Books & New Orleans
by Marla Norman, Publisher
For over twenty years, Romanian poet and NPR commentator Andrei Codrescu has been writing about his adopted city. In describing his first encounter with New Orleans, he says: “How did we fall in love? At first sight, violently.”
Codrescu’s book New Orleans, Mom Amour is, as the title suggests, a series of love letters to this quirky, often bizarre, but totally delectable city. Collected for two decades, the short pieces describe the author’s daily life experiences, historical reflections, and post-Katrina hopes for the city’s rebirth.
New Orleans Stories, with an introduction by Codrescu, is a superb anthology with an impressive range of authors from William F. Faulkner, Tennessee Williams, and Anne Rice, to Truman Capote and Louis Armstrong. The number and quality of writers the city has attracted over the years is noteworthy. Faulkner wrote his first novel This Side of Paradise in a house on Prytania St. Tennessee Willliams wrote Cat on a Hot Tin Roof in New Orleans and, of course, A Street Car Named Desire is set in the French Quarter. Mark Twain, Truman Capote…the list goes on and on. Codrescu says that in New Orleans, the “official language is dreams…Writers come and eavesdrop and take some of those stories with them, but these are just a few drops from a Mississippi River of stories.”

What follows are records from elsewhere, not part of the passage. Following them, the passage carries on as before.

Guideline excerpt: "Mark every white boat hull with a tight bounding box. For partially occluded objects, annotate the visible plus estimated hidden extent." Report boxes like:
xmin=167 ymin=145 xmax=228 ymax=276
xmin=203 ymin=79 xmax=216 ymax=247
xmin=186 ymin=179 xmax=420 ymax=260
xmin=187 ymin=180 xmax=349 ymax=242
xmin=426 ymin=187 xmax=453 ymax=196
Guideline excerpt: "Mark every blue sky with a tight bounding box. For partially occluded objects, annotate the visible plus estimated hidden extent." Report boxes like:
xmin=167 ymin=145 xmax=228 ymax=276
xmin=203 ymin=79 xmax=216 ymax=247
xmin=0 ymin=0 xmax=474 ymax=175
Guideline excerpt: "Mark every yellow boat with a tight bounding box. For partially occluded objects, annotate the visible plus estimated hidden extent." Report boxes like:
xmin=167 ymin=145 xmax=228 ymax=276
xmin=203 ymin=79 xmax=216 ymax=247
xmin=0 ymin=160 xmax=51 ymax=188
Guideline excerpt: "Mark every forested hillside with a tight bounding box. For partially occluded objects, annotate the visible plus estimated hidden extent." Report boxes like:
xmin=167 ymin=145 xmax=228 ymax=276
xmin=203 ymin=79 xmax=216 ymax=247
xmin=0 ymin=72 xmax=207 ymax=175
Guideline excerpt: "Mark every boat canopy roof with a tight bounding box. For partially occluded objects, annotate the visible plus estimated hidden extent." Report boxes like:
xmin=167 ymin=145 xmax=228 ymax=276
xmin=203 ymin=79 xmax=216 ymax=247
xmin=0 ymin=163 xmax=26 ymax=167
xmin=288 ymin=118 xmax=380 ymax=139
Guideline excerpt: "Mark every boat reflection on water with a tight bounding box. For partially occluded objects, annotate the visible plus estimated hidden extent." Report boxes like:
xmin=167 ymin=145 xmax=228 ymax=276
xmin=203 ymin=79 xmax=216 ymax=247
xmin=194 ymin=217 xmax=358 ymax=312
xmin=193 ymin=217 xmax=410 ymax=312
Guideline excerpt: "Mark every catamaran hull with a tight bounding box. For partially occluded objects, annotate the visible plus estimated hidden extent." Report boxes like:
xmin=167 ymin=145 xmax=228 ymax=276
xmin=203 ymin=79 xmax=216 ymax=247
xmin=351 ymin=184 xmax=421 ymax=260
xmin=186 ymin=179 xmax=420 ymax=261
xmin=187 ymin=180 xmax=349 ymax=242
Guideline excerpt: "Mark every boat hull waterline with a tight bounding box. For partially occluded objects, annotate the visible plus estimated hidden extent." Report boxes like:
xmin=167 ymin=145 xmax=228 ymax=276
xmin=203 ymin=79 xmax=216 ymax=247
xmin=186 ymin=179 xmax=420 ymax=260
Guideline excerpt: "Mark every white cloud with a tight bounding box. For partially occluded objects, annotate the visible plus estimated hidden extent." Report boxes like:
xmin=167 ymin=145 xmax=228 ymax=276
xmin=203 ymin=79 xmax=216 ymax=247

Codrescu’s own favorite New Orleans titles include these: The Confederacy of Dunces, by John Kennedy Toole “is a kind of primer to the life-speciae new orleansis. But for something rarer and still true, there is The Mysteries of New Orleans by Baron von Reizenstahl, written before the Civil War by an eccentric young German bohemian who lived in the French Quarter.”